Arriba en el avión a miles de metros sobre la tierra pensó en que quizás todas estas vivencias, todos estos naufragios sobre la realidad, tropezones y zancadillas del destino le podrían servir a alguien para escribir una novela o algún cuento o ensayo. “Confío en ti Ybarra, nos conocemos años, y me has demostrado tu amistad en circunstancias difíciles. Ojalá puedas escribir algo de eso. Sólo te pido una cosa: por favor, no pongas mi nombre, me gusta ser anónimo, al menos hasta que pueda sacar mi disco y presentar mis canciones. Avísame cuando escribas algo. Te leeré en silencio”

Continuará.

8 comentarios:

FRANCISCO GUTIÉRREZ dijo...

Tienes una pasta de novelista increíble, ya quisieran escribir como usted todos esos novelistas fracasados que nos torturan con sus libelos. Esperamos con ansias sus novelas. Sabemos que prepara algo contundente.
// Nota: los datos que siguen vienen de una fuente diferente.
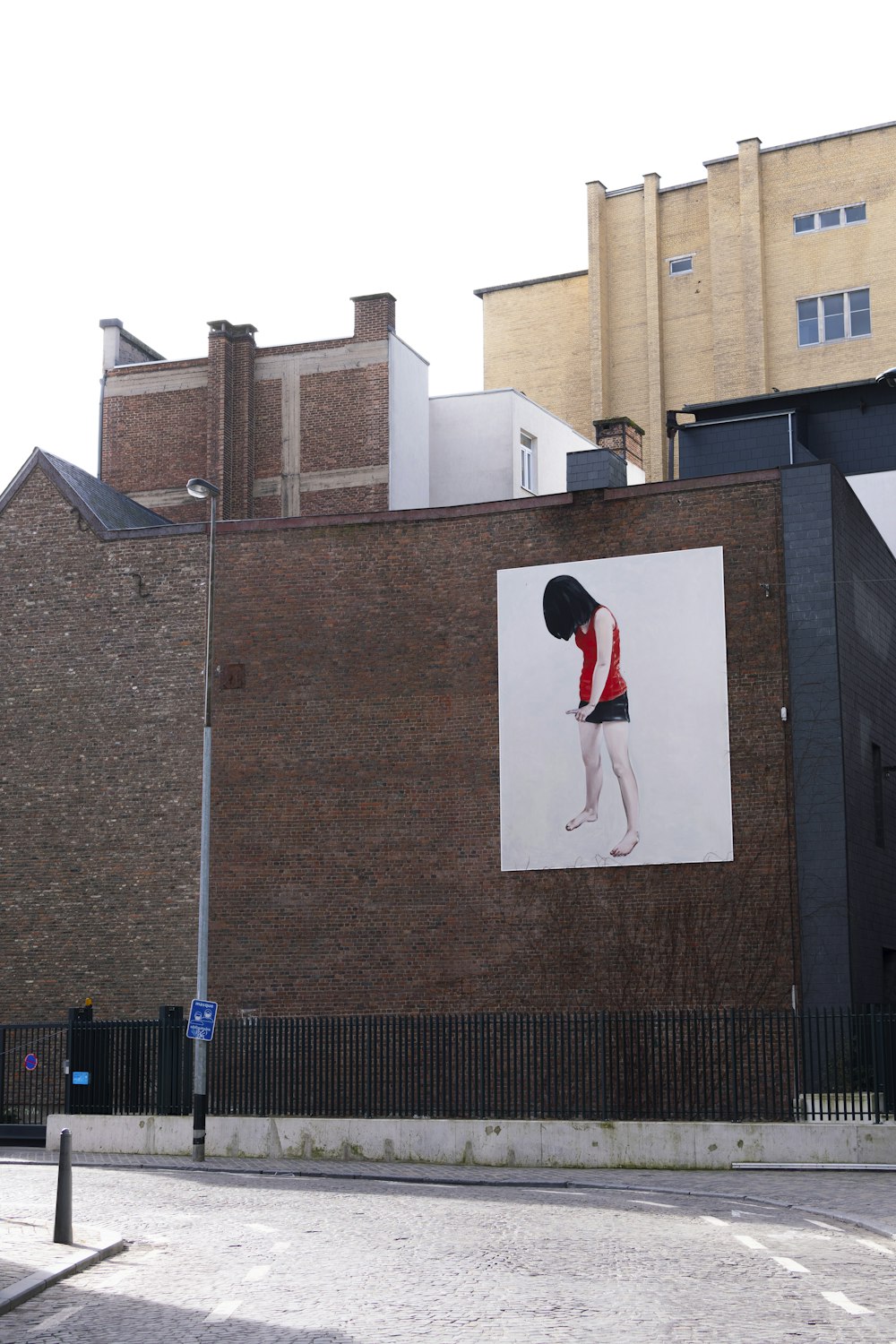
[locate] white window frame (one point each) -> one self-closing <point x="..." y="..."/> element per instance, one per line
<point x="848" y="316"/>
<point x="528" y="446"/>
<point x="817" y="228"/>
Haber si nos da un adelanto.

Saludos.

F. G.

Anónimo dijo...

¿quié es ese subte? ah

Anónimo dijo...

Este Ybarrario es una suerte de novela por entregas o algo así?

Anónimo dijo...

QUE BACÁN TU PROSA IBARRA.

SALUDOS

OMAR T.

TOÑO ALMEIDA dijo...

Ese subte es César N?

J. J. K. dijo...

Ya entiendo porqué esos académicos vendeptria lo envidían a usted. Es porque usted desborda talento y es agudo tanto en sus críticas como en la prosa, raro por estos días de puros adefesios y escritores fabricados en editoriales que sólo buscan vender.

No Tengo Nombre dijo...

que buena historia, se parece mucho algunos caos que vi por aqui y pude ayudar en algo
cuando es la continuacion??

Hernan dijo...

Muy buen relato. Muy sentido además. Para quienes conocimos a C, más sentido todavía.

Un fuerte abrazo, querido Rodolfo, y otro abrazo para el recordado C de aquellos años.